Automatic Parallelization using Pipelining for Equation-Based Simulation Languages

University dissertation from Linköping : Linköping University Electronic Press

Abstract: During the most recent decades modern equation-based object-oriented modeling and simulation languages, such as Modelica, have become available. This has made it easier to build complex and more detailed models for use in simulation. To be able to simulate such large and complex systems it is sometimes not enough to rely on the ability of a compiler to optimize the simulation code and reduce the size of the underlying set of equations to speed up the simulation on a single processor. Instead we must look for ways to utilize the increasing number of processing units available in modern computers. However to gain any increased performance from a parallel computer the simulation program must be expressed in a way that exposes the potential parallelism to the computer. Doing this manually is not a simple task and most modelers are not experts in parallel computing. Therefore it is very appealing to let the compiler parallelize the simulation code automatically. This thesis investigates techniques of using automatic translation of models in typical equation based languages, such as Modelica, into parallel simulation code that enable high utilization of available processors in a parallel computer.
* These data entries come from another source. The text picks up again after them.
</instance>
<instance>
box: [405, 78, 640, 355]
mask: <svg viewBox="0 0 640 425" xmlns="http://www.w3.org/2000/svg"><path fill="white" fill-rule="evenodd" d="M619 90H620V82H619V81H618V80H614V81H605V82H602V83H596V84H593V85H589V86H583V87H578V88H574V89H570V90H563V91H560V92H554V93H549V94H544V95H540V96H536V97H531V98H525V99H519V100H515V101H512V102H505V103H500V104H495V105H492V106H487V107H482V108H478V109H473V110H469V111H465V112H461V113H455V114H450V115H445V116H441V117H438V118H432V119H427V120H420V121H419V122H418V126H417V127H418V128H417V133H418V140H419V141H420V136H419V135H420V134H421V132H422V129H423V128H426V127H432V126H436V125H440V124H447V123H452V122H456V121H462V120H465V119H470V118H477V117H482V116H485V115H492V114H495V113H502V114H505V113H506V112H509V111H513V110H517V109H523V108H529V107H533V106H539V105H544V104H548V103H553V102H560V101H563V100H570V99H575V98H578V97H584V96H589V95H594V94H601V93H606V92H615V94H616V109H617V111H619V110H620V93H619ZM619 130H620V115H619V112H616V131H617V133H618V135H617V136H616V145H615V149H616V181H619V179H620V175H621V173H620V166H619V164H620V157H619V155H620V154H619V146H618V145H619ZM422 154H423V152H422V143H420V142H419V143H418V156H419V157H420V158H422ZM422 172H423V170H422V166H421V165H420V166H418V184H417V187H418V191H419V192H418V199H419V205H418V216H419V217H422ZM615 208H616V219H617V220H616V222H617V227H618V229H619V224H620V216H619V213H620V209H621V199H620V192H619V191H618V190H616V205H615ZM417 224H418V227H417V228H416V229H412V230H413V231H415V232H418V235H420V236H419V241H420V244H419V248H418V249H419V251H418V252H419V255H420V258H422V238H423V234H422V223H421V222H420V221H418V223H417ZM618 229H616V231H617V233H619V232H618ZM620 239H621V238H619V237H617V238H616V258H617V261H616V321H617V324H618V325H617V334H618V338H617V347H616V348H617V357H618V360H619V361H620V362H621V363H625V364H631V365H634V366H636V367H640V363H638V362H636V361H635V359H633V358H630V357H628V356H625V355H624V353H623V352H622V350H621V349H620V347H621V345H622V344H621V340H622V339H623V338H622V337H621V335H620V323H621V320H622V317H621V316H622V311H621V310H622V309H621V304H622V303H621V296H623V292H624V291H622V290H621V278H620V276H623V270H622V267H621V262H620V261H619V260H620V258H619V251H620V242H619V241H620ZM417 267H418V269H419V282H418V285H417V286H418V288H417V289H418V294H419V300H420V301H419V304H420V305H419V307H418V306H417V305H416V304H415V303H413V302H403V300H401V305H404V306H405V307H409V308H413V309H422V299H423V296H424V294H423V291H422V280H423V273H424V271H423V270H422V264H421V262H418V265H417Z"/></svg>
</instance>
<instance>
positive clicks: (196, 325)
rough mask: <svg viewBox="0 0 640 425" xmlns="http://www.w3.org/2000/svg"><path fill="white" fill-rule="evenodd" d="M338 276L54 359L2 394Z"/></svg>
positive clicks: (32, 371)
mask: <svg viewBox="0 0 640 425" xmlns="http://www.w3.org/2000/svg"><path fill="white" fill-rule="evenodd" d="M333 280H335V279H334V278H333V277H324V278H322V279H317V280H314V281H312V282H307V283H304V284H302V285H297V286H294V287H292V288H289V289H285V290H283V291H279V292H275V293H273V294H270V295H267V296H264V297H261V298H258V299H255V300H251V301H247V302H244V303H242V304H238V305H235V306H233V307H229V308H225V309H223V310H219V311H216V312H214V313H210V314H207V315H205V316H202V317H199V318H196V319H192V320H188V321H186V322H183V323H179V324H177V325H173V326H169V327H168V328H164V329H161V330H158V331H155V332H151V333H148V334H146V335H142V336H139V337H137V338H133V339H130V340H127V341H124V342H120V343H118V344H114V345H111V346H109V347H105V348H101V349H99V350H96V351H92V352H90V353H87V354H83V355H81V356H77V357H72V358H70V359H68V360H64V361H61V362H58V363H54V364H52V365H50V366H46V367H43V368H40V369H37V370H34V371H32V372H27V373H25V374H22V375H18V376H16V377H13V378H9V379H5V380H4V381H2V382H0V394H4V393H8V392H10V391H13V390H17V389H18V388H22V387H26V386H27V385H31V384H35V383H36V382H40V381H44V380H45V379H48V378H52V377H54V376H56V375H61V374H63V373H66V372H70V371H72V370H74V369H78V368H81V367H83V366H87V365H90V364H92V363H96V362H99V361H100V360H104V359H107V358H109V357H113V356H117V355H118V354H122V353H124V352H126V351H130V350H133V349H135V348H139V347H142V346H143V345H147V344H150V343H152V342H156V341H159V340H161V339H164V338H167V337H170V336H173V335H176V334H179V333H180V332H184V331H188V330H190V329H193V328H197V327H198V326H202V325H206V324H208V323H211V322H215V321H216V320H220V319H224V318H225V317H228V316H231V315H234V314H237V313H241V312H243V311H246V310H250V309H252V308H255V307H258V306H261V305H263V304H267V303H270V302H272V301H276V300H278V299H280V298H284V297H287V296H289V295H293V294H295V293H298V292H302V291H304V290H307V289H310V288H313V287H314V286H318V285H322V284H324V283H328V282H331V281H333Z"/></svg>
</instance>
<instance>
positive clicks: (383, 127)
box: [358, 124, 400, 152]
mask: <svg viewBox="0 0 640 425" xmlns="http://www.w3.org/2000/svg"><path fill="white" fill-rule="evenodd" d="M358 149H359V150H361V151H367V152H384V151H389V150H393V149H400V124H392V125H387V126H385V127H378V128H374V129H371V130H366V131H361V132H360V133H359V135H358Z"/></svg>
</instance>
The two main ideas investigated here are the following: first, to apply parallelization simultaneously to both the system equations and the numerical solver, and secondly. to use software pipelining to further reduce the time processors are kept waiting for the results of other processors. Prototype implementations of the investigated techniques have been developed as a part of the OpenModelica open source compiler for Modelica. The prototype has been used to evaluate the parallelization techniques by measuring the execution time of test models on a few parallel archtectures and to compare the results to sequential code as well as to the results achieved in earlier work. A measured speedup of 6.1 on eight processors on a shared memory machine has been reached. It still remains to evaluate the methods for a wider range of test models and parallel architectures.